In Charleston, as elsewhere, guns were fired not just in city streets. More than half of the city’s gun deaths are suicides. Charleston Police Sargent George Hildebidle, 33, took his own life in April following a domestic dispute with his wife at their residence. Some of his fellow officers responded to the call.
“This is a tragedy not only for his family but his co-workers,” Charleston Police Chief Greg Mullen said of the father-of-two. “Something happened and he chose to end the situation in his own way.”
The small town of Roseburg, population 21,968, suffered its second school shooting in a decade when a writing student at Umpqua Community College killed nine of his classmates and injured seven before shooting himself in the head.
There were only two other shootings in the vicinity of UCC this year. On March 5, 27-year-old Jeried Christopher Wiliker shot himself in the groin at the Idle Hour Tavern. He had been playing video poker and when he went to stand up and the gun in his pants discharged.
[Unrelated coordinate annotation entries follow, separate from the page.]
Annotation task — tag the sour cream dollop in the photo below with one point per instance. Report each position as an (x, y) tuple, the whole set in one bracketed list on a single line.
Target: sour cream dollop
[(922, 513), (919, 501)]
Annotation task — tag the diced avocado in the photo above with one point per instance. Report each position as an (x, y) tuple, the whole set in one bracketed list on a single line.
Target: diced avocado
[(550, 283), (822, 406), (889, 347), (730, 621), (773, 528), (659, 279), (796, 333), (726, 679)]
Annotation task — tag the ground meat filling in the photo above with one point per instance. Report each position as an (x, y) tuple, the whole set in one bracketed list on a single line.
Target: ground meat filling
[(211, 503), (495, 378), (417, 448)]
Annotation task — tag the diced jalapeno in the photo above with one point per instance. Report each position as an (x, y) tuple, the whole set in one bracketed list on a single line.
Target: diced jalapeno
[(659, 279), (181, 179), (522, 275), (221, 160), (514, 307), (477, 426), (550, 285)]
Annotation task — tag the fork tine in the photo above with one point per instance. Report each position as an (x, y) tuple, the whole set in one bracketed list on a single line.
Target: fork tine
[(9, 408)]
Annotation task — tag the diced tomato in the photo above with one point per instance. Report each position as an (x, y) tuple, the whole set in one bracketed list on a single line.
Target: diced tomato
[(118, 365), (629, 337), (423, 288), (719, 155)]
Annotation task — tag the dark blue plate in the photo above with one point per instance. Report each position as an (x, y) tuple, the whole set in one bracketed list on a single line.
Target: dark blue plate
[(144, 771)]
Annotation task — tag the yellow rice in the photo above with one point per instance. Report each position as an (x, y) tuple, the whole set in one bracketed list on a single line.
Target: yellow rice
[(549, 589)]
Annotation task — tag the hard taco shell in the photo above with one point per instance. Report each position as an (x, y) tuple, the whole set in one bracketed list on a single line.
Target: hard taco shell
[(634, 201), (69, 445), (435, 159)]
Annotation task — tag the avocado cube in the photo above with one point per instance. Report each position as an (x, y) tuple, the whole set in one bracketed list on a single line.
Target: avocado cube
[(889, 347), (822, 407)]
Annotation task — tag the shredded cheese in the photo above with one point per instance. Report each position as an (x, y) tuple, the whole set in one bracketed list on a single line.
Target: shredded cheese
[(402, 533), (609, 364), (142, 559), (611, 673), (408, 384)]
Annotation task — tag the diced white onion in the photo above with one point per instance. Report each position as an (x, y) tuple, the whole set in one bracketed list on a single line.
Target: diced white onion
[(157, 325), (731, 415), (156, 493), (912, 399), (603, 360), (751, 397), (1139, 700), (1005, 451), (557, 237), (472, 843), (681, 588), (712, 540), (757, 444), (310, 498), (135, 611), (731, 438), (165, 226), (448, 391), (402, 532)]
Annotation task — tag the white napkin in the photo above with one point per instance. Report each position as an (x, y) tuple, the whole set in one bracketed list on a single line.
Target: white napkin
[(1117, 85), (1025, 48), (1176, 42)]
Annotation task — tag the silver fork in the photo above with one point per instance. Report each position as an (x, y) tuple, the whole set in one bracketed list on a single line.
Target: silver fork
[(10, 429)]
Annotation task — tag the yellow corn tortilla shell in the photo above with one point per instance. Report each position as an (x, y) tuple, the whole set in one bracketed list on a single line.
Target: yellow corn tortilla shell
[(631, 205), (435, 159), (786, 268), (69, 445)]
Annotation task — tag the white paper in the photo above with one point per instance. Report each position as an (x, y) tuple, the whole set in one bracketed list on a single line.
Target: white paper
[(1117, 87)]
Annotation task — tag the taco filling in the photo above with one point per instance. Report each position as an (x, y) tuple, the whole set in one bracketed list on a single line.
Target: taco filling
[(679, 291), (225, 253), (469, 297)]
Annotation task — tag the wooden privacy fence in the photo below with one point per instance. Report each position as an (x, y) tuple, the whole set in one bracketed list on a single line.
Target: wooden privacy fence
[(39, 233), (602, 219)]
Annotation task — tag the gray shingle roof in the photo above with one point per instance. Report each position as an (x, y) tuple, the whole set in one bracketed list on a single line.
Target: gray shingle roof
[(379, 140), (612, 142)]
Last Friday, December 5, a man was arrested after he negligently discharged a handgun in a motel room, striking his finger.
When John Houser opened fire at a screening of Trainwreck on the night of July 23, killing two women and injuring nine others before killing himself, another movie theater shooting was very much in the news. A jury in Colorado had just unanimously decided that James Holmes could face the death penalty. By the time first responders reached the scene, the town of 124,276 found itself uttered in the same breath as Aurora.
The following week, two people were killed and two others were wounded in three separate incidents. In all, 19 others died at the other end of a gun in Lafayette this year. Twenty-three others were wounded.
“Lafayette is really going crazy,” Lester Logan, who lives near one of those crime scenes, told The Advocate less than a week after Houser’s rampage. “People are scared to go places because you never know what’s going to happen.”
The movie theater shooting is the city’s only multiple-fatality homicide so far in 2015.